04 April 2009

INTERVIEW - Bully Prime Minister Kevin Rudd labelled 'Kevin Rude' after mid-air outburst

ABC INTERVIEW

PM - Friday, 3 April , 2009 18:10:00

Reporter: Hayden Cooper

PETER CAVE: The Opposition has dubbed him 'Kevin Rude' but the Prime Minister just wants to move on after apologising for making a female flight attendant cry.

Mr Rudd's outburst happened on a flight home from Port Moresby in February when he was served the wrong meal.

But the incident is just a minor distraction for the Government compared to the growing discontent over the new Job Services contracts.

Tonight the nation's peak welfare body has joined calls for an inquiry.

From Canberra, Hayden Cooper reports.

HAYDEN COOPER: The bad critiques just keep coming for the Government's new Job Services Australia system.

The latest estimates from the job provider industry suggest as many as 2,500 people could lose their jobs after missing out on Government contracts to help the unemployed.

Now the Australian Council of Social Service has added to the criticism.

CLARE MARTIN: I think there are lots of parts of the process that, as we get to the day after the announcements, don't seem to have worked well at all.

HAYDEN COOPER: Clare Martin is the chief executive of ACOSS and former Labor chief minister of the Northern Territory.

She wants to sit down with Julia Gillard and talk about the tender process, which took contracts away from many not-for-profit church providers.

Ms Martin says putting the whole system out to tender at once was a mistake.

CLARE MARTIN: Well, it was interesting.

When they were put out to tender in the early 2000s by the then Howard government, the Labor Opposition was very critical and said 'This is very disruptive'.

But that lesson hasn't been learned for these tenders in 2009.

HAYDEN COOPER: Are you concerned about the treatment of the non-profit sector?

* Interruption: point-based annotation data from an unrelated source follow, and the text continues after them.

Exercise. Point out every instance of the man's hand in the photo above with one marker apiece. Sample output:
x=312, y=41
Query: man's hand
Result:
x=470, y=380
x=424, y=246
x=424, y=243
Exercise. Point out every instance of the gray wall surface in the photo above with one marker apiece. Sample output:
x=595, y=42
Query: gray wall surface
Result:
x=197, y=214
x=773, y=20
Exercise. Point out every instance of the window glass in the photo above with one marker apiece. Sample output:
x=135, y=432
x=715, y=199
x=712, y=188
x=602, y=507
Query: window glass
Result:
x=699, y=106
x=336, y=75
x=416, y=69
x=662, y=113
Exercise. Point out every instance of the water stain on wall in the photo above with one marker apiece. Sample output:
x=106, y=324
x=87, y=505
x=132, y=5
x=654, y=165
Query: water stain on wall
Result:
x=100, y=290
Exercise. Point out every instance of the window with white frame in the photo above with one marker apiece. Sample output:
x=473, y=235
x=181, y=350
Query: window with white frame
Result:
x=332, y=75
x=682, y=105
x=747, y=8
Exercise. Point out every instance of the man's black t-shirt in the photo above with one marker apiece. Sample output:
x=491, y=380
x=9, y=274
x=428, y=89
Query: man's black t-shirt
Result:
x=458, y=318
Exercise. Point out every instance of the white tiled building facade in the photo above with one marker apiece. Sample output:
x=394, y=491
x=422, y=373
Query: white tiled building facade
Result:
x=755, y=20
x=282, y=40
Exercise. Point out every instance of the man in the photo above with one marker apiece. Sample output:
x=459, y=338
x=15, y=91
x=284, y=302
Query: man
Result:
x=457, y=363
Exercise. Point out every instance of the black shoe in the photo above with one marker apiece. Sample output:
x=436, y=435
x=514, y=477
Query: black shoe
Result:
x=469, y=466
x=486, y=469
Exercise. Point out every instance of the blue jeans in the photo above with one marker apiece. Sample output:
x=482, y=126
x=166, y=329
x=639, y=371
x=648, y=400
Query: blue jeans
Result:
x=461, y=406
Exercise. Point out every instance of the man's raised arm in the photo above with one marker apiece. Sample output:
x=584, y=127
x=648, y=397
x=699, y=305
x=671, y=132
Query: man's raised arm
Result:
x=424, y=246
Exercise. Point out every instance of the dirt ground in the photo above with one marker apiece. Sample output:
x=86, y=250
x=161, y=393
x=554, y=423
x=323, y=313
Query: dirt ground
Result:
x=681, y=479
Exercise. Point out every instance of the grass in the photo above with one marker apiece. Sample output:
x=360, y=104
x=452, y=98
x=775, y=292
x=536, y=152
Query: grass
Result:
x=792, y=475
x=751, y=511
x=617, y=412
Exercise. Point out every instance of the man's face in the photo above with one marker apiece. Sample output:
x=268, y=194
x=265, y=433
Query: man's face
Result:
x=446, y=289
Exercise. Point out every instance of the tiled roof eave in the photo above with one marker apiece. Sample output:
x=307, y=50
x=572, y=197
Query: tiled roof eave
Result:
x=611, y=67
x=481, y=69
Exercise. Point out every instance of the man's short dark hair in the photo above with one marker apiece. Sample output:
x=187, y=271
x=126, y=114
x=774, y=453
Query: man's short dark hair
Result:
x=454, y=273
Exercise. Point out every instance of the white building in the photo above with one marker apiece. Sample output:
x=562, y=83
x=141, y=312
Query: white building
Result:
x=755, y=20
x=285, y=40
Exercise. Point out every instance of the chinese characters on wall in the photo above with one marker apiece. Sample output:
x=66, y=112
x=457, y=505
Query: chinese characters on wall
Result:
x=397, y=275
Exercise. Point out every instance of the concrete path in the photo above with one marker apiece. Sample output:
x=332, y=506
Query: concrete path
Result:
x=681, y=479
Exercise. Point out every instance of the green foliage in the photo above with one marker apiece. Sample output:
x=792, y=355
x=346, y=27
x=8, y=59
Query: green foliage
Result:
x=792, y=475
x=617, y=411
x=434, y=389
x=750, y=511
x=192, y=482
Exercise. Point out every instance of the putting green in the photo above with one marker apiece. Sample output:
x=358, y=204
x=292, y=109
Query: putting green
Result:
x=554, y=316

CLARE MARTIN: Even services, or especially services that had been performing well, that were a strong part of local communities, have seemingly lost contracts, and you know, my members are saying to me, 'We don't know why. We don't know why the process of actually informing us has been a very, very poor one. And we don't understand how it is that if we've been acceptable in the past, why now that we've lost out.'

HAYDEN COOPER: So should the process have placed more weight on an organisation's record in providing services, rather than on what they promised to achieve in the future?

CLARE MARTIN: The concern of taking a big chunk of the not-for-profit providers out is that you lose those kind of wraparound services.

At a time when Tanya Plibersek has got a homelessness strategy that is talking about the importance of wraparound services to those who are the most vulnerable, you've got the employment contracts doing the absolute opposite.

HAYDEN COOPER: Clare Martin supports calls by the Greens for a Senate inquiry.

But the Employment Participation Minister Brendan O'Connor is still defending the process.

BRENDAN O'CONNOR: This is a difficult task.

It is a very large reform; it needed to be done.

The Job Network system was broken.

In fact, the sector itself told me that we needed to improve the employment services.

We listened to them and indeed we have now got a one-stop shop approach to provide services for jobseekers where they can go through one door to access the services they need, rather than going through up to seven.

HAYDEN COOPER: With the Prime Minister heading home, the fallout is sure to confront him too when he arrives.

But confrontations of a different kind have sidetracked the final moments of Kevin Rudd's effort to save the global economy.

Before leaving London stories broke of a Prime Ministerial outburst directed at a female flight attendant, during a trip earlier this year.

KEVIN RUDD: All of us are human - I'm human. I'm not perfect, you know... And as I said before, if I upset anybody on that particular flight I'm really sorry, I apologise for it.

HAYDEN COOPER: It turns out Mr Rudd berated the RAAF flight attendant when he was served the wrong meal.

Opposition frontbencher Tony Abbott says he's not surprised.

TONY ABBOTT: I think that all prime ministers are at risk of developing a God complex.

It's just that Kevin Rudd has developed it very quickly.

Maybe he had a God complex before he even entered the Lodge.

HAYDEN COOPER: PM understands the Prime Minister prefers chicken or fish for dinner - not red meat.

And to some, that admission is more shocking than the outburst itself.

JOHN COBB: If I went without a lamb chop for very long, I would not be responsible for what my temper might get to, and I think that's the problem the Prime Minister's got.

Nationals MP John Cobb has offered Mr Rudd an excuse.

He says he needs more iron, because he's pale, anaemic and has that limp cabbage look.

JOHN COBB: All Australians, but particularly farmers and regional Australians, are concerned about the mental state of the Prime Minister.

But farmers probably understand why he might have anger issues or a mental meltdown while on a red meat-free diet.

And I am besieged by farmers and entrepreneurs and our chefs in Western New South Wales beseeching me to bring the Prime Minister out so they can give him not just a culinary experience, but put some colour in his cheeks.

Put some soul… put some iron in his soul.

Because they want the Prime Minister at the top of his game.

PETER CAVE: The National MP John Cobb.